While many of you have followed along for the past year as we have planned and prepared for our Trans Canada hike you likely realize that I don’t speak much about my family. I’ve always believed that it is the adventure, on the trail, in the kayak and the nature around each of us that is the essential part of message I wanted to present. However during this past holiday season as preparations have been made to sell the house, find homes for my pets, and as I have sold or donated my possessions, I have become increasingly nervous (excited yes, but also a little scared) of what is to come. When I visited with my family to celebrate the New Year I took the time to express my rising uncertainties about all that is to come in the proposed hike across Canada.
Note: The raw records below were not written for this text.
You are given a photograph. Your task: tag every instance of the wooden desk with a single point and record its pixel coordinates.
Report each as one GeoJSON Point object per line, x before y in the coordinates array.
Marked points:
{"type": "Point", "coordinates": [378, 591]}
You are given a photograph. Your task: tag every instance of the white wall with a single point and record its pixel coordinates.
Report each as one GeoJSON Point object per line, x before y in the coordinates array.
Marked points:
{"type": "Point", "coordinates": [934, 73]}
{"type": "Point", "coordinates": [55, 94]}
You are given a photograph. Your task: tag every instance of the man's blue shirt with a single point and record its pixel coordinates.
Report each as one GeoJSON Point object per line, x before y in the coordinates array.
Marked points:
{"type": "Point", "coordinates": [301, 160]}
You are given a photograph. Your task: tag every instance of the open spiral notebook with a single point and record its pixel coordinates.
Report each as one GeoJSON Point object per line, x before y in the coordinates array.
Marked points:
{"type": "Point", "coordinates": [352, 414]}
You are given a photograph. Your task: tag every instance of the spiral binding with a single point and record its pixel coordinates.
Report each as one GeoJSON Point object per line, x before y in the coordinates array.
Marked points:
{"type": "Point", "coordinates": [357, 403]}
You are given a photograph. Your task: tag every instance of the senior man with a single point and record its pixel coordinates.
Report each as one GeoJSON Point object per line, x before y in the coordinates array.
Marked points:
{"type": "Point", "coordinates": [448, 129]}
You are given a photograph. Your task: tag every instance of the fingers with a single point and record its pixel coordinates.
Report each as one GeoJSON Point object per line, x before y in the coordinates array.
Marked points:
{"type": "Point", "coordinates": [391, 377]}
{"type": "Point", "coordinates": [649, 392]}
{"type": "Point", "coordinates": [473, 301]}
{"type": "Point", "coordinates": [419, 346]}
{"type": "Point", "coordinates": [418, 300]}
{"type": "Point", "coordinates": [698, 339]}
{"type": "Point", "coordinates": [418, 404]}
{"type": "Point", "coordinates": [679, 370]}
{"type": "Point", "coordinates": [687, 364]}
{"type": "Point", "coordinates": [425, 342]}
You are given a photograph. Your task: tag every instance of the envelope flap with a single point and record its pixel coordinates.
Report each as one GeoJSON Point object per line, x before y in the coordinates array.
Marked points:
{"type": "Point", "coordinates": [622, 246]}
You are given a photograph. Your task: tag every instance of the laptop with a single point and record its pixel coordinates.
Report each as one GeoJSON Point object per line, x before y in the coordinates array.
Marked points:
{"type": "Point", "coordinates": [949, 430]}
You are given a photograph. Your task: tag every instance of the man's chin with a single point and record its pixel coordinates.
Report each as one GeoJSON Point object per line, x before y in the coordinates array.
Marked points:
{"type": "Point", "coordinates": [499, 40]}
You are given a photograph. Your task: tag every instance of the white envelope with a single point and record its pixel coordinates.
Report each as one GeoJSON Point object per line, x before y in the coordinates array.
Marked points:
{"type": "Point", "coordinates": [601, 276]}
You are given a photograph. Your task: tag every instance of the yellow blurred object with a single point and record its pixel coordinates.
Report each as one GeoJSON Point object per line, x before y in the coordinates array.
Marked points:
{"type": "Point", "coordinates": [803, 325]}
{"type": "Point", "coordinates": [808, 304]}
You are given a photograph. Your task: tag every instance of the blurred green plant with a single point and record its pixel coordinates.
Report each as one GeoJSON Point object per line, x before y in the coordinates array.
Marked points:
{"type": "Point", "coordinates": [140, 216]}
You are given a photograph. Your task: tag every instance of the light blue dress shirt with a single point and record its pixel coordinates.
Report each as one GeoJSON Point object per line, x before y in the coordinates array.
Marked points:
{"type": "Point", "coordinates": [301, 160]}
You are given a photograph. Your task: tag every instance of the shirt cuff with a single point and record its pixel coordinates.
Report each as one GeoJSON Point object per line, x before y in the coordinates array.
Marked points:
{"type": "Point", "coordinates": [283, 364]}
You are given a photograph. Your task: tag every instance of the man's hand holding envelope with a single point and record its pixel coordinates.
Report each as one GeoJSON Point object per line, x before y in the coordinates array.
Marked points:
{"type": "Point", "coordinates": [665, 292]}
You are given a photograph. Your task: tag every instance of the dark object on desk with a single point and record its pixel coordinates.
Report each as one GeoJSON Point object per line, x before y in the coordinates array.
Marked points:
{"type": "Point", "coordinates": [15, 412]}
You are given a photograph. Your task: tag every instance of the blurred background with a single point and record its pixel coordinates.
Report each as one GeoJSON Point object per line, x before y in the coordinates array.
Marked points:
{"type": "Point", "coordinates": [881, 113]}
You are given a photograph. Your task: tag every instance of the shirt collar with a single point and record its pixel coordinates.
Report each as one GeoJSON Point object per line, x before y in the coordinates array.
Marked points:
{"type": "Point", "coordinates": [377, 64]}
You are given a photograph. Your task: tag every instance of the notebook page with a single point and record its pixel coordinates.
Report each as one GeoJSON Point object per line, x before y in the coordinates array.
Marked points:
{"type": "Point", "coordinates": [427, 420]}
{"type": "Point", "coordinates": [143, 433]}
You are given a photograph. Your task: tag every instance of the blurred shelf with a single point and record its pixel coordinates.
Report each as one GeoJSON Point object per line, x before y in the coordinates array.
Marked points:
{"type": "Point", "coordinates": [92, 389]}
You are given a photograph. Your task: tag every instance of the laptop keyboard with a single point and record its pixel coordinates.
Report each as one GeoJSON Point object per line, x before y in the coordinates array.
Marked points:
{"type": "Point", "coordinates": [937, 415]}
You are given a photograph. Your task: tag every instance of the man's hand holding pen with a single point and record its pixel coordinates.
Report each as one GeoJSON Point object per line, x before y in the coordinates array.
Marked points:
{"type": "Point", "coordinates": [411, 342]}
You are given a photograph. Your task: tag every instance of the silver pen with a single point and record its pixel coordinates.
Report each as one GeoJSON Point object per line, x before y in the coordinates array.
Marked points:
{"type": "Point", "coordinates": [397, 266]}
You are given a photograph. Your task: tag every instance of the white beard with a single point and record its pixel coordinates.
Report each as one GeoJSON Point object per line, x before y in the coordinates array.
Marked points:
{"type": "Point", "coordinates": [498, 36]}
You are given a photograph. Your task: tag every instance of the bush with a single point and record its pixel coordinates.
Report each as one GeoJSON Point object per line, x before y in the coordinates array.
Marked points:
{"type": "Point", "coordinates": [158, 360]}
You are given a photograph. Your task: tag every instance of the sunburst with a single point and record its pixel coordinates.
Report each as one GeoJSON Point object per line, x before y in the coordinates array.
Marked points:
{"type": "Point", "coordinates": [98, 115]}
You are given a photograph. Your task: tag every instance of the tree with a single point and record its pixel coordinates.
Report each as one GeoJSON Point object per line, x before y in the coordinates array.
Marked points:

While there was not much direct advice given to me, over the days which followed I was fortunate to begin hearing family stories which I have either never heard or, sadly never previously taken the time to listen to. It is my Grandmother’s story which impacted upon me the most and parts of which I wanted to share.
My Grandmother, Eva Pfeil, now a quiet unassuming lady who spends her days perpetually looking for a comfortable chair to relax in or who can be found reading, cooking or enjoying her tea in front of the fireplace, began to tell me the stories of her lifetime. As a result I not only came to know her in a way I would never have, but I also came to realize the amount of strength, personal endurance and perseverance she has at the core of her being.As a young lady, newly married and pregnant, my Grandmother, fled Poland and Europe to the American sector at the conclusion of the Second World War with only what she could carry to supply her. En route and without her husband she gave birth to my mother in a shelter amid an air raid. Scavenging for months she provided for herself and her daughter eventually surviving long enough to get to safety. Years later, supporting the career of her husband, an architect who moved around the world constantly between contracts and jobs she ensured her daughter saw the wonders of nature and grew up educated and happy. By the time she reached America she had travelled throughout Europe and the Middle East and had educated herself as an Industrial Designer as part of the Bauhaus movement.
As I close out this long posting of my thoughts for the day I wanted to once again thank my grandmother, Dr. Eva Pfeil – grandmother, mother, survivor, explorer, engineer, and professor at Auburn University – for inspiring me and showing me – even amid my own doubts - that with dedication anything is possible!